Skip to content

Built-in Models

This document introduces SQLRec built-in model types and their usage.

Built-in Model Types

SQLRec has two built-in model types:

1. External Model

External models are used to interface with existing external model services and do not support training and export operations.

Model Name: external

Features:

  • Connect to existing external model inference services
  • Does not support training (TRAIN MODEL)
  • Does not support export (EXPORT MODEL)
  • Access services directly via URL

Configuration Parameters:

ParameterTypeDescription
urlStringExternal model service URL address
output_columnsStringOutput column definition, format: name1:type1,name2:type2

Usage Example:

sql
CREATE MODEL external_model WITH (
    model = 'external',
    url = 'http://external-service:8080/predict',
    output_columns = 'score:FLOAT,label:VARCHAR'
);

CREATE SERVICE external_service
    ON MODEL external_model;

2. Wide & Deep Model

Wide & Deep model is a recommendation model implemented based on the tzrec framework, supporting complete training, export, and service deployment workflow.

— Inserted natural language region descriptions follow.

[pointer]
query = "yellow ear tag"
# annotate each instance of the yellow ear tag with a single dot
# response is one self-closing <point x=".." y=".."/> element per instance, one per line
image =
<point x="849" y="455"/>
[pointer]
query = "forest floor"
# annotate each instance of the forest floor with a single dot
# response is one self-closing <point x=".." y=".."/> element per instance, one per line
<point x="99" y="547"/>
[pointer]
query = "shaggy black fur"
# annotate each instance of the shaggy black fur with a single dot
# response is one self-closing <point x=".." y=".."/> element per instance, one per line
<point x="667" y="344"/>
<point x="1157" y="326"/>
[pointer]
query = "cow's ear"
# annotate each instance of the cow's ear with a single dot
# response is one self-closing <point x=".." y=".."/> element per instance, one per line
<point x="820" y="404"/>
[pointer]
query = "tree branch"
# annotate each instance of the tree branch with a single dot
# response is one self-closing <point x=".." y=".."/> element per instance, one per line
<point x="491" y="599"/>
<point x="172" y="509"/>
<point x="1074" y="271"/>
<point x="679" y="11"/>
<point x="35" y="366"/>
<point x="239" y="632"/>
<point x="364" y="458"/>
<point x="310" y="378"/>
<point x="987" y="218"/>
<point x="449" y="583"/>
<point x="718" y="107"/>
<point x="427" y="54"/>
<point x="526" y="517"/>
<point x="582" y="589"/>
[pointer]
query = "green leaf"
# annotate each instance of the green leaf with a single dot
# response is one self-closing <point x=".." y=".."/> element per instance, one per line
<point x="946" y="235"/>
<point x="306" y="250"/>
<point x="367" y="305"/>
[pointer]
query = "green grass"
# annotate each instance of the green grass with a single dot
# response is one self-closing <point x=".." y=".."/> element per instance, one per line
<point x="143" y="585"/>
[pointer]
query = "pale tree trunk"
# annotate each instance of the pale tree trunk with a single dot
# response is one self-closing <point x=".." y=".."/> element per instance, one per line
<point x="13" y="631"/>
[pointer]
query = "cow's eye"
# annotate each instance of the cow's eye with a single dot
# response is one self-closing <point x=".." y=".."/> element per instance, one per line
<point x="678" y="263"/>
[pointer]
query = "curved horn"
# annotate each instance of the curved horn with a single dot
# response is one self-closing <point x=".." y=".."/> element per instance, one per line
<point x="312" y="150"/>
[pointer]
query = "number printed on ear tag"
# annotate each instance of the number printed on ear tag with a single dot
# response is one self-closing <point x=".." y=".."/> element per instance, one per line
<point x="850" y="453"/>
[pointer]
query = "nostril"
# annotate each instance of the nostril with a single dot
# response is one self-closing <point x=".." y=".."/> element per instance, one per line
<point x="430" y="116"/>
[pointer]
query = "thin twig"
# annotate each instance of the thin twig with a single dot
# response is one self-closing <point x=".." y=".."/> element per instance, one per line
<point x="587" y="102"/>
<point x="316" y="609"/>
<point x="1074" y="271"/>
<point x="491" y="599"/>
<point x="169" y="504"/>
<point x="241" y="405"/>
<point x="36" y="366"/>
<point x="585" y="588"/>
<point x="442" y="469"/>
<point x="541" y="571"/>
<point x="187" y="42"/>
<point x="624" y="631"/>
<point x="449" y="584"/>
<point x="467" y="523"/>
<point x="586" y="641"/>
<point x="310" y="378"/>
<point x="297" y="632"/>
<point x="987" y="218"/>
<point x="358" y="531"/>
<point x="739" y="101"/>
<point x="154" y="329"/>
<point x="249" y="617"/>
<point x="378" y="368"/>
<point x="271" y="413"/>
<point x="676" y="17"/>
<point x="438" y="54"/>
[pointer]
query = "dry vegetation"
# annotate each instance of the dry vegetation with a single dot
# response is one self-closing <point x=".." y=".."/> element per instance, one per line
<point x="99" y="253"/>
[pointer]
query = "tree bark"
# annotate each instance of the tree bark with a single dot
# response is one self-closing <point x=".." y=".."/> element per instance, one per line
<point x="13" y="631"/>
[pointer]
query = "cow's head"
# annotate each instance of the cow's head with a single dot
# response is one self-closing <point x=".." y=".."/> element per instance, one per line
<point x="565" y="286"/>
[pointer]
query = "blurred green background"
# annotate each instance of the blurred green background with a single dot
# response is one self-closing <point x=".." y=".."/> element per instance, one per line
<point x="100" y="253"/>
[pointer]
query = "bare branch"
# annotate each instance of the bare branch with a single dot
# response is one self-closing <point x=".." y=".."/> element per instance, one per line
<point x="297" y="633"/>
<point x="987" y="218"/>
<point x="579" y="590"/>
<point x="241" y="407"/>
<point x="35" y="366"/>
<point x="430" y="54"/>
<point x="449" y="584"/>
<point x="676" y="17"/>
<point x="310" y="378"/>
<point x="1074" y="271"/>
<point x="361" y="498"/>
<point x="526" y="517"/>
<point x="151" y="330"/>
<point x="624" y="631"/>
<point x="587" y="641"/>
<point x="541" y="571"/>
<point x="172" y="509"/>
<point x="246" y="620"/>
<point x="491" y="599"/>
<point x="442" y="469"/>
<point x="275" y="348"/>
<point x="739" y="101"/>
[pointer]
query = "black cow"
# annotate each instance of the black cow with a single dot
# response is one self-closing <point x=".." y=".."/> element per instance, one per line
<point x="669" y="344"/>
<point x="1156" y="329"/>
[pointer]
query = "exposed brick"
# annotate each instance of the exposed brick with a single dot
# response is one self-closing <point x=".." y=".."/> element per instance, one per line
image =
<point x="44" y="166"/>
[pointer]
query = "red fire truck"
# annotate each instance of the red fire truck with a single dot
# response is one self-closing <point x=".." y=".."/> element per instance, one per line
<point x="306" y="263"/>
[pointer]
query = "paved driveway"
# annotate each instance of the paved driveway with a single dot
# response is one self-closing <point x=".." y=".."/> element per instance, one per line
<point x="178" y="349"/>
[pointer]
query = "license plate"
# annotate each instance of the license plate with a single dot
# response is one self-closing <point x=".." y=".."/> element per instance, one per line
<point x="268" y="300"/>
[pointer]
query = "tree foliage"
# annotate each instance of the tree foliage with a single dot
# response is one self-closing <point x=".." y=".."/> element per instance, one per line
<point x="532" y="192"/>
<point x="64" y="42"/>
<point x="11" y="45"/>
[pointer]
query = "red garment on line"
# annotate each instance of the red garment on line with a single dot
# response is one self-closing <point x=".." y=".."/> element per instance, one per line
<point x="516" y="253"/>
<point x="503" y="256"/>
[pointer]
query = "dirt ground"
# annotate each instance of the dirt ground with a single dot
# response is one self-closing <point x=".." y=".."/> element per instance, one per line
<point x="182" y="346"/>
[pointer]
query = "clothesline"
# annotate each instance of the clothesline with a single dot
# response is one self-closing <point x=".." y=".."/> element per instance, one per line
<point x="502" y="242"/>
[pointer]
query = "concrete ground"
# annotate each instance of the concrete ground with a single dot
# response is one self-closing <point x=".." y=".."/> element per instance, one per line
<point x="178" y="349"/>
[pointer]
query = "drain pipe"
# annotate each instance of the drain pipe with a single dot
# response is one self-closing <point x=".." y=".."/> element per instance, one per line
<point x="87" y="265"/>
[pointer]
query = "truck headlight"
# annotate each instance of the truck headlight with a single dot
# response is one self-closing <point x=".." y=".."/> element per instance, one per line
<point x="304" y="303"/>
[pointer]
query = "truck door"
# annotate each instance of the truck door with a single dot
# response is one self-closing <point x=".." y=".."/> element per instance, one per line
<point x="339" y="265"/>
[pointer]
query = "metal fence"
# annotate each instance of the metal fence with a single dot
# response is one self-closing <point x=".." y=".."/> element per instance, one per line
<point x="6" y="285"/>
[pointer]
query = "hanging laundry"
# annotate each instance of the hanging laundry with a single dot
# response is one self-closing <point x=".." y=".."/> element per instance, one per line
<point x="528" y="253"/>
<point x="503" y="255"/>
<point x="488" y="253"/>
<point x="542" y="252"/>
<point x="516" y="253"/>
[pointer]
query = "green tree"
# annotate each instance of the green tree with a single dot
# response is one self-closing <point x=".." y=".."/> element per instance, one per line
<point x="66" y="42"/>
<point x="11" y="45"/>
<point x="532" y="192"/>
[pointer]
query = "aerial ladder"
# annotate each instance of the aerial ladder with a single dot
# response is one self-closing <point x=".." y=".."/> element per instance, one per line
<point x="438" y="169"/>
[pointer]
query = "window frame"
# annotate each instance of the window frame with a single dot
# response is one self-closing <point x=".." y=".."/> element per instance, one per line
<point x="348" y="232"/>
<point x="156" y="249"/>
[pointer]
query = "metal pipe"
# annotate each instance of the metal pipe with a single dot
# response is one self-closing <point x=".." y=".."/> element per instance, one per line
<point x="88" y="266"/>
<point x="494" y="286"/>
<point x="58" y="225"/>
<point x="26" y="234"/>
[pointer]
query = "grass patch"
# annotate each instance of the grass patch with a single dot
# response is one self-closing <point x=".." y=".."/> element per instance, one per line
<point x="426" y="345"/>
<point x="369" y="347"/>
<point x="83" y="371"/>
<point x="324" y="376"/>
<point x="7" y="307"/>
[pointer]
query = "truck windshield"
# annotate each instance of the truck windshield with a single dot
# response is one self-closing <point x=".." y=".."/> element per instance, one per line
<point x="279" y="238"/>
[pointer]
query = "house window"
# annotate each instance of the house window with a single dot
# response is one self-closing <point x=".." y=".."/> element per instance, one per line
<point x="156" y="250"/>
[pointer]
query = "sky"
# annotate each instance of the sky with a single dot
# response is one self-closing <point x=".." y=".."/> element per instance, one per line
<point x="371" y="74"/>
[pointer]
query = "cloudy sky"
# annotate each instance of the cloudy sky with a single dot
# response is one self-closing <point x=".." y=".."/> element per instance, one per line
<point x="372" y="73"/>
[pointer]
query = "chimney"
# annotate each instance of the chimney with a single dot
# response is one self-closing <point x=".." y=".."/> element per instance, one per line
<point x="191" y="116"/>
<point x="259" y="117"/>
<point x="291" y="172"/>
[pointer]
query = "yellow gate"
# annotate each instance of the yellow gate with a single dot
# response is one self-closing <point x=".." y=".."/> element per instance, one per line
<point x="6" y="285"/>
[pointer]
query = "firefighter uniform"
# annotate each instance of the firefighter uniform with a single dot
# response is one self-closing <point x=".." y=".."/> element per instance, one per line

Model Name: tzrec.wide_and_deep

Features:

  • Supports Wide & Deep architecture recommendation models
  • Supports distributed training (PyTorch Distributed)
  • Supports Parquet format training data
  • Automatically generates Kubernetes training and service YAML
  • Supports sparse and dense features

Output Fields:

Field NameTypeDescription
probsFLOATPredicted probability value

Training Configuration Parameters:

ParameterTypeDefaultDescription
sparse_lrDouble0.001Sparse feature learning rate
dense_lrDouble0.001Dense feature learning rate
num_epochsInteger1Number of training epochs
batch_sizeInteger8192Batch size
num_workersInteger8Data loader worker process count
embedding_dimInteger16Embedding dimension
num_bucketsInteger1000000Integer feature bucket count
hidden_unitsString"512,256,128"Deep network hidden layer unit count
label_columnsString-Label column name

Distributed Training Parameters:

ParameterTypeDefaultDescription
nnodesInteger1Training node count
nproc_per_nodeInteger1Processes per node
master_portInteger29500Distributed training master port

Resource Configuration Parameters:

ParameterTypeDefaultDescription
imageString"sqlrec/tzrec"Docker image name
versionString"0.1.0-cpu"Docker image version
pod_cpu_coresInteger2Pod CPU core count
pod_memoryString"8Gi"Pod memory
replicasInteger1Service replica count

Column-level Configuration Parameters:

Can configure parameters separately for each feature column:

Parameter FormatDescription
column.{feature_name}.bucket_sizeFeature bucket count
column.{feature_name}.embedding_dimFeature embedding dimension

Usage Example:

sql
CREATE MODEL rec_model (
    user_id VARCHAR,
    item_id VARCHAR,
    category VARCHAR,
    price DOUBLE,
    label INT
) WITH (
    model = 'tzrec.wide_and_deep',
    label_columns = 'label',
    embedding_dim = 32,
    hidden_units = '512,256,128',
    column.user_id.embedding_dim = 64,
    column.item_id.embedding_dim = 64
);

TRAIN MODEL rec_model CHECKPOINT = 'v1.0'
    ON training_data
    WITH (
        num_epochs = 10,
        batch_size = 4096,
        sparse_lr = 0.01,
        nnodes = 2,
        nproc_per_node = 4
    );

CREATE SERVICE rec_service
    ON MODEL rec_model
    CHECKPOINT = 'v1.0'
    WITH (
        replicas = 3,
        pod_cpu_cores = 4,
        pod_memory = '16Gi'
    );